In this Project, I designigned and implemented a distributed computing framework that translates source keywords to target values in parallel. By leveraging multiple machines in a distributed environment, better performance can be provided. When you implement a distributed computing framework, your framework should provide two core concepts, Parallelism and Remote Procedure Call (RPC). Parallel processing saves as much time as the many resources you work with. RPC hides all of the network code into stub functions, so application programs don’t have to worry about socket-level details. The framework follows ‘master-slave architecture’, which has two types of nodes; 1) super node and 2) child node. Super nodes accept the client’s request and split a large file into smaller files. And then, they send them to child nodes.
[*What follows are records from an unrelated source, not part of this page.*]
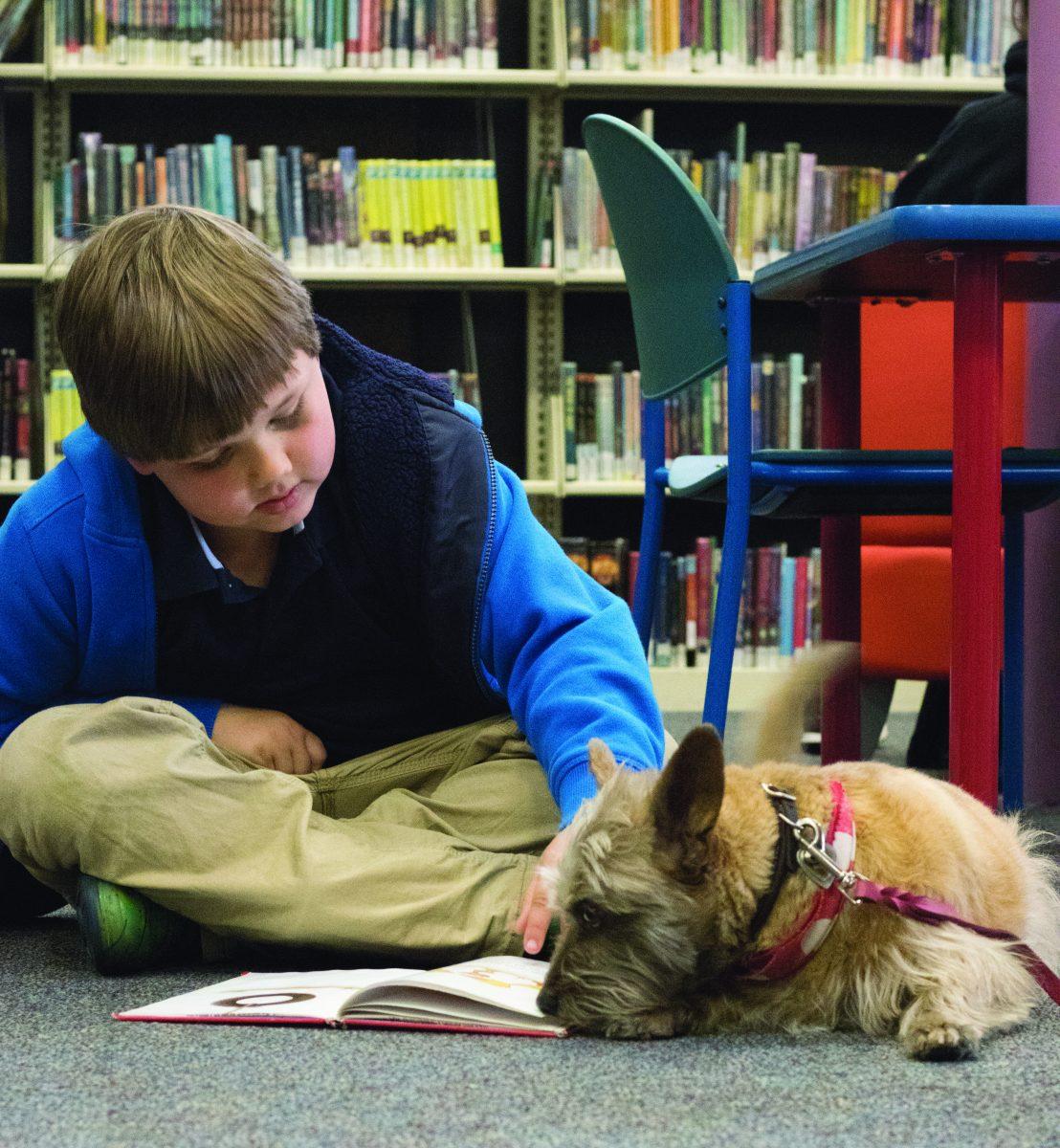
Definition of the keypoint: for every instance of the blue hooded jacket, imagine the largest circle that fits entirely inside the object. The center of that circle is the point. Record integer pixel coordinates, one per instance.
(508, 617)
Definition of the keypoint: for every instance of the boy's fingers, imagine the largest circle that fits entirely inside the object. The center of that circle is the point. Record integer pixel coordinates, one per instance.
(315, 750)
(536, 917)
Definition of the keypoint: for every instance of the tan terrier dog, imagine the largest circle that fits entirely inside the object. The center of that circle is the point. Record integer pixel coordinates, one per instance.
(676, 894)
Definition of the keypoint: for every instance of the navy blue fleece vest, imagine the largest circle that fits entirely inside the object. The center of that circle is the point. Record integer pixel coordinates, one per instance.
(419, 492)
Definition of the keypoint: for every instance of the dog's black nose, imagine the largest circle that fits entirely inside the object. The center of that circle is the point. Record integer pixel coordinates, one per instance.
(548, 1003)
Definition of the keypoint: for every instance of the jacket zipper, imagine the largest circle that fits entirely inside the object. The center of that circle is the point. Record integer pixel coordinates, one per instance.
(483, 574)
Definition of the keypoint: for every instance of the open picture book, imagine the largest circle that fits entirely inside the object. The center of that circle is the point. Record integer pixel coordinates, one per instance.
(495, 994)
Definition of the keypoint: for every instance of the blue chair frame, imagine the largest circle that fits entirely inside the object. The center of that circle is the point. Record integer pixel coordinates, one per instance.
(742, 470)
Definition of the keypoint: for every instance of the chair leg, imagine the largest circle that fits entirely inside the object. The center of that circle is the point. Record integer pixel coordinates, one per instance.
(652, 431)
(719, 673)
(1012, 675)
(738, 515)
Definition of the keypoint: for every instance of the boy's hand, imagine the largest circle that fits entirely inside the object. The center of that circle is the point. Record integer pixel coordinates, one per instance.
(537, 914)
(269, 739)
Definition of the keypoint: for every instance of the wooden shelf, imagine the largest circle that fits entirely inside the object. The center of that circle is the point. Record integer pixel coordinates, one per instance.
(532, 487)
(765, 86)
(541, 487)
(624, 487)
(16, 75)
(412, 278)
(428, 276)
(309, 80)
(680, 690)
(22, 273)
(12, 487)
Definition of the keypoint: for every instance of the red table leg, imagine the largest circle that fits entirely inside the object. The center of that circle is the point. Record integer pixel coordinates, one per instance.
(841, 537)
(975, 666)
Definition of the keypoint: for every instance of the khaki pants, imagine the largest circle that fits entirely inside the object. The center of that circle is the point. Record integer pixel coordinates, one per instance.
(422, 850)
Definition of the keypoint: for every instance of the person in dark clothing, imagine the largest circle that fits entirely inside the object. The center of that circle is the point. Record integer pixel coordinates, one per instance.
(981, 158)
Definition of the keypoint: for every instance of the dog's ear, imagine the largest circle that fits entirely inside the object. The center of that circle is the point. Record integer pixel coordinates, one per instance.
(602, 763)
(687, 799)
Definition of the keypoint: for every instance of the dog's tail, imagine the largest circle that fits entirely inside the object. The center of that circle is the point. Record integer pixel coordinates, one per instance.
(781, 726)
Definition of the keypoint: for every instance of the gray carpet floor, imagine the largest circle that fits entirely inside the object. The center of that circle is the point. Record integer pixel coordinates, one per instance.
(70, 1076)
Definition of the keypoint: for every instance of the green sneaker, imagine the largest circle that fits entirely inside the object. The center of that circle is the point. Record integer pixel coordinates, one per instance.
(126, 933)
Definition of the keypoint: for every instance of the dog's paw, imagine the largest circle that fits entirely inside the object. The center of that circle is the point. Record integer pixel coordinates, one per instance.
(940, 1042)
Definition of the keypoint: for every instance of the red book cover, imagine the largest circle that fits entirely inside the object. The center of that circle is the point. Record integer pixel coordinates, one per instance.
(692, 612)
(634, 565)
(762, 580)
(768, 46)
(704, 590)
(798, 629)
(493, 994)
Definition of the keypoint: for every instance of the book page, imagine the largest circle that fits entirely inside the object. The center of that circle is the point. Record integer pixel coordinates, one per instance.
(291, 996)
(509, 982)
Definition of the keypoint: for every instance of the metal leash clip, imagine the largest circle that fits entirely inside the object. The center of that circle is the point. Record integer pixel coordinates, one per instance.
(813, 856)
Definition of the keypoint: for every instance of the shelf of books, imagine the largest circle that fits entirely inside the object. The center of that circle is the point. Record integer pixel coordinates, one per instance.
(765, 86)
(81, 77)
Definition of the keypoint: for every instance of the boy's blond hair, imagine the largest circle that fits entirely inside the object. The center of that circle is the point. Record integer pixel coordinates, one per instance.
(176, 324)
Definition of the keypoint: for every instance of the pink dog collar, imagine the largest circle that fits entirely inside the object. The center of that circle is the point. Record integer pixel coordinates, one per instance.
(786, 958)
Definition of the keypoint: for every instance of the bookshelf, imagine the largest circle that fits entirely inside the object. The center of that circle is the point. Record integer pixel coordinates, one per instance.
(540, 315)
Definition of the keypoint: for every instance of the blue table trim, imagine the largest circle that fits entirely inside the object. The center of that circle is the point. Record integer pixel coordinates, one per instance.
(800, 275)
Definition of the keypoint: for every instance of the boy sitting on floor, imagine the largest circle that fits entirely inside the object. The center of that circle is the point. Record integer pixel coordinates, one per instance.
(274, 631)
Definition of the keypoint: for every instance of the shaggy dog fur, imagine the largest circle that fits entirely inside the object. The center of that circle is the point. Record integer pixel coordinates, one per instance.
(662, 881)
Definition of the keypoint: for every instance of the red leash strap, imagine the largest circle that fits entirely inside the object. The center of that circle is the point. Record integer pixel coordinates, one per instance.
(935, 913)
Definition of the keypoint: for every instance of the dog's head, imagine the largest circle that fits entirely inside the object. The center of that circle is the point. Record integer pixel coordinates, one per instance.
(630, 891)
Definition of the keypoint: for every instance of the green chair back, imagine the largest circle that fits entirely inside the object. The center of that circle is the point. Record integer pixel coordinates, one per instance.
(674, 253)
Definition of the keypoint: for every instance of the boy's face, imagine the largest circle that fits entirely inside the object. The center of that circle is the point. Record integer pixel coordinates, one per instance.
(263, 479)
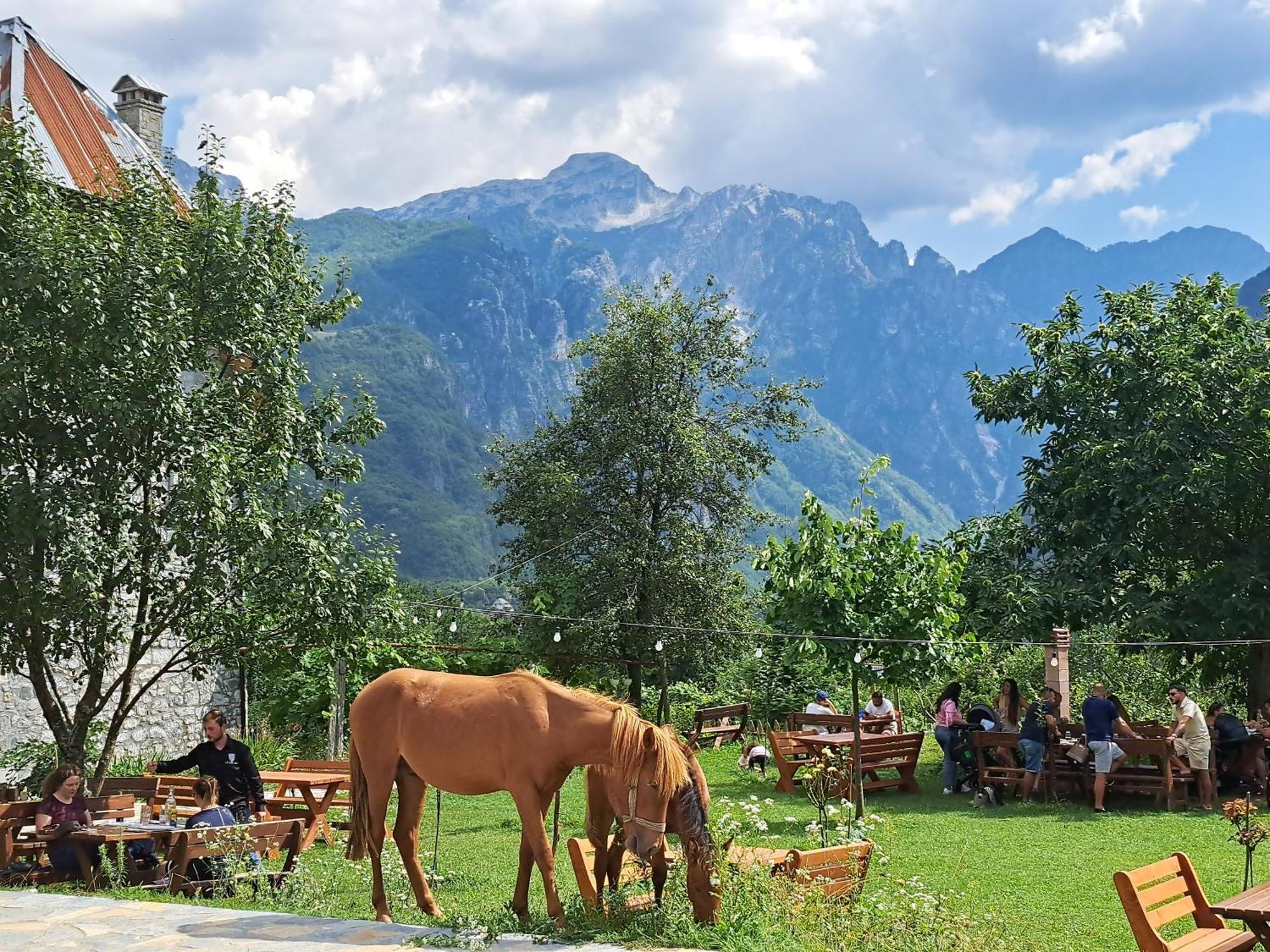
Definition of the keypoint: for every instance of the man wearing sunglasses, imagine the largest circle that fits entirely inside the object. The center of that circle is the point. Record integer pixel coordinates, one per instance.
(1189, 739)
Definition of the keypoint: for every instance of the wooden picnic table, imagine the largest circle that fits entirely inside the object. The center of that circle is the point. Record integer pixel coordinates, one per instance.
(1253, 908)
(111, 836)
(317, 793)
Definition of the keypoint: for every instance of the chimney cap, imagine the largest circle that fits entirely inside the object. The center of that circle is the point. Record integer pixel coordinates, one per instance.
(130, 82)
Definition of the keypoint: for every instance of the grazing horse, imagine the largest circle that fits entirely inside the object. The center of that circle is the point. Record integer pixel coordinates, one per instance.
(685, 817)
(518, 733)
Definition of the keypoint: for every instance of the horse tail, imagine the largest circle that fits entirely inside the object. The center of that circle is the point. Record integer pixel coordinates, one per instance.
(360, 814)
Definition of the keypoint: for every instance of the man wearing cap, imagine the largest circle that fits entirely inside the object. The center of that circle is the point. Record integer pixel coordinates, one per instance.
(822, 705)
(879, 715)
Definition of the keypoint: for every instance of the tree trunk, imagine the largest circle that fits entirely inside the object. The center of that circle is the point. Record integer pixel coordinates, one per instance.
(1259, 676)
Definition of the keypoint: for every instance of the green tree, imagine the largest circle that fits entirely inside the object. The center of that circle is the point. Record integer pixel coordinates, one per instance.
(892, 600)
(636, 507)
(170, 496)
(1150, 497)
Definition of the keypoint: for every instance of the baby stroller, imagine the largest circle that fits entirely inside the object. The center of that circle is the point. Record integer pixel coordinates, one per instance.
(963, 747)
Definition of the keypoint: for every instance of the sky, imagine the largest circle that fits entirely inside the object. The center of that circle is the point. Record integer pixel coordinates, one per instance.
(963, 126)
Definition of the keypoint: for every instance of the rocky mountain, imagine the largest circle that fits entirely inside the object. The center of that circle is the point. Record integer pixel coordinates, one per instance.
(495, 281)
(1036, 274)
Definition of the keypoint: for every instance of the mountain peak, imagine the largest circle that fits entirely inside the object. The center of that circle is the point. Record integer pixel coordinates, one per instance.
(596, 166)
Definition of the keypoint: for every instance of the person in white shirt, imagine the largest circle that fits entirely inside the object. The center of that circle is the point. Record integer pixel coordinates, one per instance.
(881, 715)
(822, 705)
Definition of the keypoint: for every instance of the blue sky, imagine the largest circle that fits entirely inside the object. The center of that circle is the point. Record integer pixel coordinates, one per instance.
(963, 126)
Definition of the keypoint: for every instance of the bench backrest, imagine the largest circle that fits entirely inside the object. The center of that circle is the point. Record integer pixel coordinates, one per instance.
(784, 746)
(876, 748)
(582, 856)
(838, 871)
(184, 789)
(1160, 894)
(140, 788)
(836, 724)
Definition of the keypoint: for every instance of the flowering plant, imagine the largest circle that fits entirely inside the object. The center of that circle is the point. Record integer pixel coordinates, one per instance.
(1249, 833)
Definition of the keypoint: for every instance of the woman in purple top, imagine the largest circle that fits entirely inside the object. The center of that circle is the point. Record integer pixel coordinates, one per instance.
(947, 718)
(62, 812)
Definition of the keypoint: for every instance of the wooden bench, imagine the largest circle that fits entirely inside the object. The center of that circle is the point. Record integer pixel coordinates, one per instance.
(891, 752)
(184, 789)
(996, 775)
(18, 841)
(832, 724)
(232, 843)
(1159, 779)
(138, 788)
(286, 800)
(582, 856)
(718, 724)
(789, 756)
(836, 871)
(1166, 892)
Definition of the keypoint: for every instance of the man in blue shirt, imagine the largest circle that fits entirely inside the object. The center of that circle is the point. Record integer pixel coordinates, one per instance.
(1102, 722)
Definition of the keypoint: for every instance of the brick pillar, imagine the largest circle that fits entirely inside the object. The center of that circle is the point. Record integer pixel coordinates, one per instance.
(1057, 676)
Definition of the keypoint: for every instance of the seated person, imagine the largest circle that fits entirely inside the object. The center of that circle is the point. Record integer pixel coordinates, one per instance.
(879, 715)
(755, 756)
(1037, 731)
(63, 812)
(210, 814)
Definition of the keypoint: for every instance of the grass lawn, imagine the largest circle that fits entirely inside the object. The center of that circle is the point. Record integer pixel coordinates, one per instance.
(1045, 870)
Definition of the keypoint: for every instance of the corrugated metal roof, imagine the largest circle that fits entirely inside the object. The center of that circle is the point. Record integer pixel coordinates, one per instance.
(86, 143)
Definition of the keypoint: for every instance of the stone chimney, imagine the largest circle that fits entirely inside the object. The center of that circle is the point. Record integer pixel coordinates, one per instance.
(1057, 675)
(142, 107)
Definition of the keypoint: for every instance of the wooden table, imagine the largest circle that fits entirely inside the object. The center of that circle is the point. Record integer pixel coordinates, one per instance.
(317, 791)
(1253, 907)
(111, 836)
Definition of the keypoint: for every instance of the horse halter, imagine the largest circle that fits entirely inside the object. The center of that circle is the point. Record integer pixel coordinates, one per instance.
(638, 821)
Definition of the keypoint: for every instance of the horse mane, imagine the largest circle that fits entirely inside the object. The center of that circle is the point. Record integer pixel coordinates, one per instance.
(627, 748)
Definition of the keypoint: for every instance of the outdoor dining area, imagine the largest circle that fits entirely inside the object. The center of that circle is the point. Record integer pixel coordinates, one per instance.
(142, 827)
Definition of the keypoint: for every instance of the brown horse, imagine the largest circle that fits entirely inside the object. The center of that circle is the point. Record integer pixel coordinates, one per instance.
(685, 817)
(516, 733)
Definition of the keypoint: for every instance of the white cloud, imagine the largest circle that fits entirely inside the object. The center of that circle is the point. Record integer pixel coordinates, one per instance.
(1142, 218)
(995, 202)
(1097, 37)
(1123, 166)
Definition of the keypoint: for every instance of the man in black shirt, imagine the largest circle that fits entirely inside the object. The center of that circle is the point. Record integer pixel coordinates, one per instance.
(231, 762)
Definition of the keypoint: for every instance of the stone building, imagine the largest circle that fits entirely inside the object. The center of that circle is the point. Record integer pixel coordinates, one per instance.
(87, 142)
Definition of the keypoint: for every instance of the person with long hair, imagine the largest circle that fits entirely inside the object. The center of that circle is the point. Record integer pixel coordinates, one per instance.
(1010, 706)
(206, 791)
(63, 812)
(948, 717)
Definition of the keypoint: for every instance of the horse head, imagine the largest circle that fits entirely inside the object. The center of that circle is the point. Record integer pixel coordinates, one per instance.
(652, 767)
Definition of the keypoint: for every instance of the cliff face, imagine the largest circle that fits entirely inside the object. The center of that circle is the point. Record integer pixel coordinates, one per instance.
(498, 279)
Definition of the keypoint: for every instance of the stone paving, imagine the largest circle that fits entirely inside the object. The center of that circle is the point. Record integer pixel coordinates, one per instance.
(49, 922)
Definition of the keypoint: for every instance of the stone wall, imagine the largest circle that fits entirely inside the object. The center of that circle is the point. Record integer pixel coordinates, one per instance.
(167, 722)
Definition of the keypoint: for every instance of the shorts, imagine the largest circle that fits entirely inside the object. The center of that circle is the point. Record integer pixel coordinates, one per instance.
(1194, 751)
(1106, 753)
(1034, 755)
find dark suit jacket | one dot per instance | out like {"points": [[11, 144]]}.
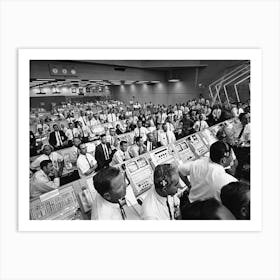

Child nodes receive small files and translates them with the key-value information communicated with the remote database (DB) server. Super nodes can communicate each other, but child nodes only communicate with connected super node. Figure 1 shows the topology of the framework.
I implemented supernodes as an asynchronous multi-threaded(5 threads) server which serves both child nodes and peer supernode. The methods that supernode server implements is PeerGetKey and NodeGetKey. The supernode gives equal files to child nodes and half the file to the other supernode. Then child nodes will translate asynchronously. The supernode will asynchronously request translation. The child nodes also are multi-threaded (2 threads) , as well asynchronous for better efficiency. The child nodes implements Translate and TryKey to serve supernodes. the client uses a simple protocol similar to hw1 to send a file and also to receive a file I have used condition variables for the server thread that serves the client and will send it the file.
- parallelism
- gRPC
- DB miss handling
- Cache management
- This project requires real databases with key as source and values as translation
- use cmake
./client [input_file] [ip] [port]
./super 12345 [gRPC port] [child1’s ip_address]:[child1’s port] [child2’s ip_address]:[child2’s port] [child3’s ip_address]:[child3’s port] ...
./super 12346 [gRPC port] -s [another super node’s ip_address]:[another super node’s port] [child4’s ip_address]:[child4’s port] [child5’s ip_address]:[child5’s port] [child6’s ip_address]:[child6’s port] ...
./child 50051 [super node’s ip_address]:[super node’s gRPC port] [DB server’s ip_address]:[DB server’s port]